If the NATOite traitors in Skopje had been told to change the name of their nation to the Lesser Duchy of Lower Fenwick they would have have avidly done so.
The flag of “North Macedonia” displayed at the Pentagon “has been the highlight of everything that I and my team have worked on in the last 30 years.” Indeed.
Federal Republic of Yugoslavia in 1991: one nation, not in NATO.
Thirty years later: six nations and one pseudo-nation, all in NATO or on the road to joining it.
North Macedonia’s Defense Minister Radmila Shekerinska and Laura K. Cooper, the acting assistant secretary of defense for international security affairs, unveiled the red and yellow flag representing a stylized sun in the NATO Hallway. The addition honors North Macedonia’s accession to NATO in March 2020.
Prior to the unveiling, Minister Shekerinska met with Secretary of Defense Lloyd J. Austin III and Colin Kahl, the DOD undersecretary for policy.
North Macedonia came into being when Yugoslavia dissolved in 1991. (It did not; the Republic of Macedonia did.) It joined NATO’s Partnership for Peace program in 1995 and that eventually led to alliance membership.

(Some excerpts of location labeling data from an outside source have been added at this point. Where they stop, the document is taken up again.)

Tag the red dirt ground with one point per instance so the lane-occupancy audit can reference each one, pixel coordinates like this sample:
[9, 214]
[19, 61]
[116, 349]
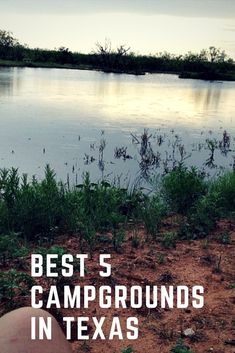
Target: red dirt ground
[190, 263]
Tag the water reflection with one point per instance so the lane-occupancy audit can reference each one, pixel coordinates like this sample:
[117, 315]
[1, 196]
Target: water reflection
[209, 97]
[47, 109]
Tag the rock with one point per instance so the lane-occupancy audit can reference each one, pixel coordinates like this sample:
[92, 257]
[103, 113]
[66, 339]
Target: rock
[189, 332]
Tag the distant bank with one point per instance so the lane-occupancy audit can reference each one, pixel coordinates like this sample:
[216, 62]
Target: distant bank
[209, 64]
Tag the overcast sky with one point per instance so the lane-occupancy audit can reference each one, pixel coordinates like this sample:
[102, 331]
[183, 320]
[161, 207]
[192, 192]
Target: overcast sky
[147, 26]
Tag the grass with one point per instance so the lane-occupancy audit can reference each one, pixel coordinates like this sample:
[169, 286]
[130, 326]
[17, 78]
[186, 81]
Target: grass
[40, 210]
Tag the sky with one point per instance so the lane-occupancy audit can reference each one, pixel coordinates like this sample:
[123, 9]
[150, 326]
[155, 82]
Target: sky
[147, 26]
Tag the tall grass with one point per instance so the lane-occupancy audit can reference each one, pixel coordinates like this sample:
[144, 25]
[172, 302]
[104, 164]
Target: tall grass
[42, 209]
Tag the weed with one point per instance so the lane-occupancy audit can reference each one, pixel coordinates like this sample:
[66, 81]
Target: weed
[118, 238]
[180, 348]
[10, 248]
[13, 283]
[169, 240]
[225, 238]
[128, 350]
[182, 188]
[152, 214]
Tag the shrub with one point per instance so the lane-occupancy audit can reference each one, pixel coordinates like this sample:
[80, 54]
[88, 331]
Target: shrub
[204, 215]
[182, 187]
[169, 240]
[180, 348]
[225, 187]
[152, 214]
[10, 248]
[13, 283]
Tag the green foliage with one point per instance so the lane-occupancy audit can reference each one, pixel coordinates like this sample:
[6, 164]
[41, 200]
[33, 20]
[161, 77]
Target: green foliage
[118, 238]
[225, 238]
[206, 212]
[182, 187]
[128, 350]
[224, 186]
[152, 212]
[10, 248]
[14, 283]
[211, 63]
[169, 240]
[180, 348]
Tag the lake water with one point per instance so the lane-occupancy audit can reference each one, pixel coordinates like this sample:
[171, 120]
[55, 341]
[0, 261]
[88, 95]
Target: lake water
[64, 117]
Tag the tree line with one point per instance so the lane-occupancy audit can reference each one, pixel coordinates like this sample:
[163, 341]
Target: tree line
[210, 62]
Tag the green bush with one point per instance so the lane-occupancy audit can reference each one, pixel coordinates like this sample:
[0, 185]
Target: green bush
[14, 283]
[182, 187]
[180, 348]
[225, 187]
[10, 248]
[152, 213]
[169, 240]
[204, 215]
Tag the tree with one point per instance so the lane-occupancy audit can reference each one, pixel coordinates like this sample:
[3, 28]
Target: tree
[7, 39]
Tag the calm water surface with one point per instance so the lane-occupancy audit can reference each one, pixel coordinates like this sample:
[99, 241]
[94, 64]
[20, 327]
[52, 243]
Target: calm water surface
[61, 117]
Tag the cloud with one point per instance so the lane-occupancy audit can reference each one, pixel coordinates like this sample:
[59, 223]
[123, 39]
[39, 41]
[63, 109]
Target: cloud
[192, 8]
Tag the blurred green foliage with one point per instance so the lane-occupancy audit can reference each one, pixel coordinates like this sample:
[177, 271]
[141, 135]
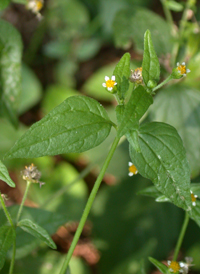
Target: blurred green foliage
[69, 52]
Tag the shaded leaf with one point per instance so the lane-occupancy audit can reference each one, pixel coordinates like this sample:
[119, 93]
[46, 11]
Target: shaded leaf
[4, 175]
[7, 236]
[163, 268]
[163, 160]
[10, 75]
[130, 25]
[122, 73]
[128, 116]
[78, 124]
[179, 106]
[37, 231]
[4, 4]
[150, 64]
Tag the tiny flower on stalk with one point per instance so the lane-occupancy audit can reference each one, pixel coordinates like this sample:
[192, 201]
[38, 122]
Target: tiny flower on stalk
[35, 6]
[32, 174]
[186, 265]
[136, 76]
[109, 83]
[174, 266]
[193, 197]
[132, 169]
[180, 71]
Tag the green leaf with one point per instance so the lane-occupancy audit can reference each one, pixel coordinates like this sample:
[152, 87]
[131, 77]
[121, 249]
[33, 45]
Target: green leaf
[173, 5]
[10, 74]
[122, 73]
[128, 116]
[4, 175]
[163, 161]
[7, 236]
[179, 106]
[150, 191]
[163, 268]
[37, 231]
[4, 4]
[150, 64]
[130, 25]
[78, 124]
[31, 90]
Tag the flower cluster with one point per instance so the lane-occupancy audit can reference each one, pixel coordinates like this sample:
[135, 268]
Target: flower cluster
[32, 174]
[136, 76]
[109, 83]
[193, 197]
[35, 6]
[132, 169]
[180, 267]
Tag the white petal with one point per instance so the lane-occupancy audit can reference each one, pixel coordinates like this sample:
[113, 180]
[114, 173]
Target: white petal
[107, 78]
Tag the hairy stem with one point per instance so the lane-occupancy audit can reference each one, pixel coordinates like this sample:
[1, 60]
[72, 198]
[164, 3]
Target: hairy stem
[89, 205]
[23, 201]
[181, 236]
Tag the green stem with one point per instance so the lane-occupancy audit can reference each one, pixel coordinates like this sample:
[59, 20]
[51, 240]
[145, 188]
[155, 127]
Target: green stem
[6, 212]
[12, 225]
[13, 257]
[181, 236]
[89, 205]
[23, 201]
[163, 83]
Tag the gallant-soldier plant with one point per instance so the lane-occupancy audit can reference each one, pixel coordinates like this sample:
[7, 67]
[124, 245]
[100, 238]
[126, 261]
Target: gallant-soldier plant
[81, 123]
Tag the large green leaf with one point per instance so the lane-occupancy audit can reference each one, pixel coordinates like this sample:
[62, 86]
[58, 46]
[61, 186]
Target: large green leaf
[179, 106]
[128, 116]
[7, 237]
[122, 73]
[37, 231]
[10, 73]
[78, 124]
[131, 24]
[150, 64]
[4, 176]
[163, 268]
[163, 160]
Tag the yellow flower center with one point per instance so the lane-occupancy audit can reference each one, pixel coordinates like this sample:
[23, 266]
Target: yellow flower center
[193, 198]
[133, 169]
[174, 266]
[182, 69]
[110, 83]
[39, 5]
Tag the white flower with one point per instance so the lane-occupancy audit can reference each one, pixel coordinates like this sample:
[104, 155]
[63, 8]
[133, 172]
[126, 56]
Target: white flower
[132, 169]
[193, 197]
[109, 84]
[182, 69]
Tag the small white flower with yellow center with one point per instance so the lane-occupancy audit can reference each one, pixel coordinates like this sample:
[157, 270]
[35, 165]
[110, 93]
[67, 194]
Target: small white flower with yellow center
[193, 197]
[132, 169]
[109, 83]
[182, 69]
[174, 267]
[35, 6]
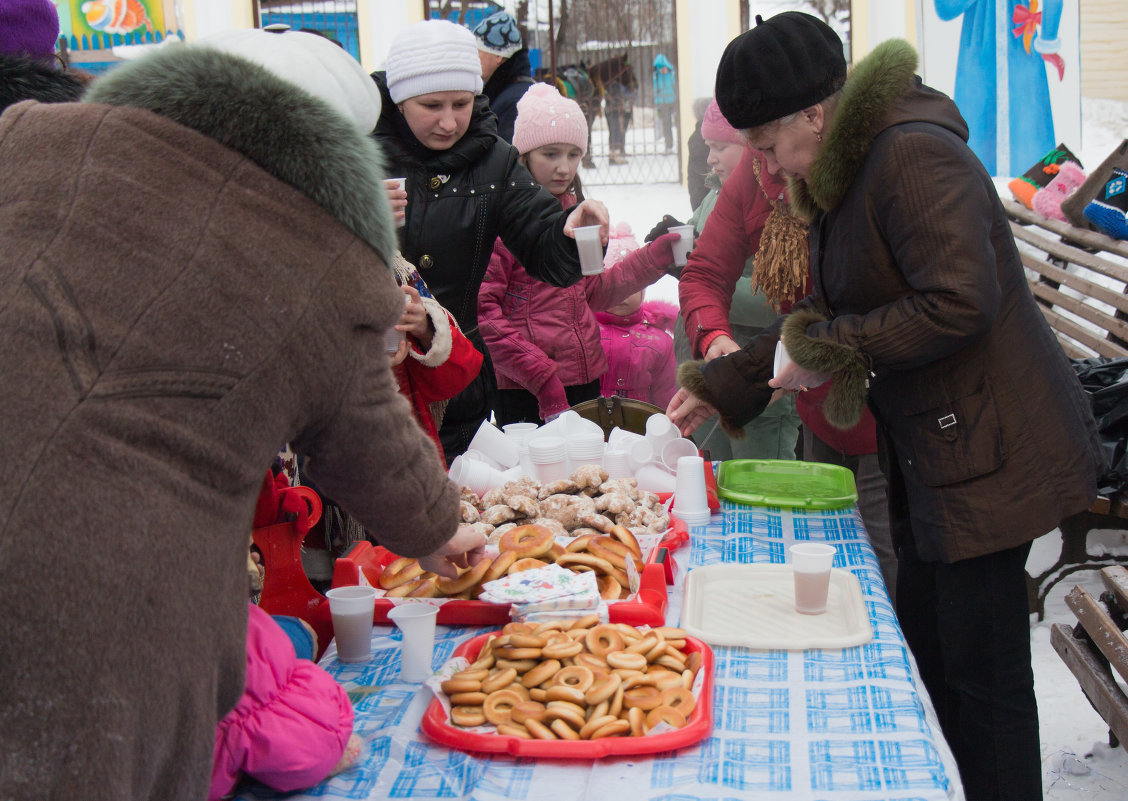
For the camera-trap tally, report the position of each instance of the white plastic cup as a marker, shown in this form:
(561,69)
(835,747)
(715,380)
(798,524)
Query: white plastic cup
(782,360)
(479,476)
(591,249)
(620,439)
(811,563)
(653,478)
(684,245)
(689,498)
(617,464)
(549,460)
(393,337)
(673,450)
(492,441)
(352,609)
(518,432)
(642,454)
(399,184)
(416,623)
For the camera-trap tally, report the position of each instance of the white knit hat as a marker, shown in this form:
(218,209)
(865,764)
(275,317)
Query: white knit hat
(433,55)
(313,62)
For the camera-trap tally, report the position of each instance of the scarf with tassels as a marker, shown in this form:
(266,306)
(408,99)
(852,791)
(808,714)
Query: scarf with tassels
(782,262)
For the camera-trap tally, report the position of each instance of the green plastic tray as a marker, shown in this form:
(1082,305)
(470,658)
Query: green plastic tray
(785,483)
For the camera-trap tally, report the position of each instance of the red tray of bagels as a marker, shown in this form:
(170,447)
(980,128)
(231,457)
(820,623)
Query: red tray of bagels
(646,608)
(599,733)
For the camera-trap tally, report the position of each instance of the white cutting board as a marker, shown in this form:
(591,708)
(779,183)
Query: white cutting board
(754,605)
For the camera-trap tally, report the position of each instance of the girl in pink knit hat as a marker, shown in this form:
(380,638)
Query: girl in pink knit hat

“The conclusion of the Prespa agreement in 2018 [which mandated the nation change its name] that resolved a decade’s long dispute with Greece and paved the way for North Macedonia’s NATO accession took real political courage,” she said. “Now, both countries, and the region are better for it.”
More than 4,000 North Macedonian service members have fought alongside U.S. and NATO allies in Afghanistan and Iraq. North Macedonian troops are also helping NATO in Kosovo….
The defense minister said the flag unveiling was emotional “to see the North Macedonia flag hanging together with 29 nations, together with the US flag as part of the greatest military and political alliance. I do believe that this has been the highlight of everything that I and my team have worked on in the last 30 years.”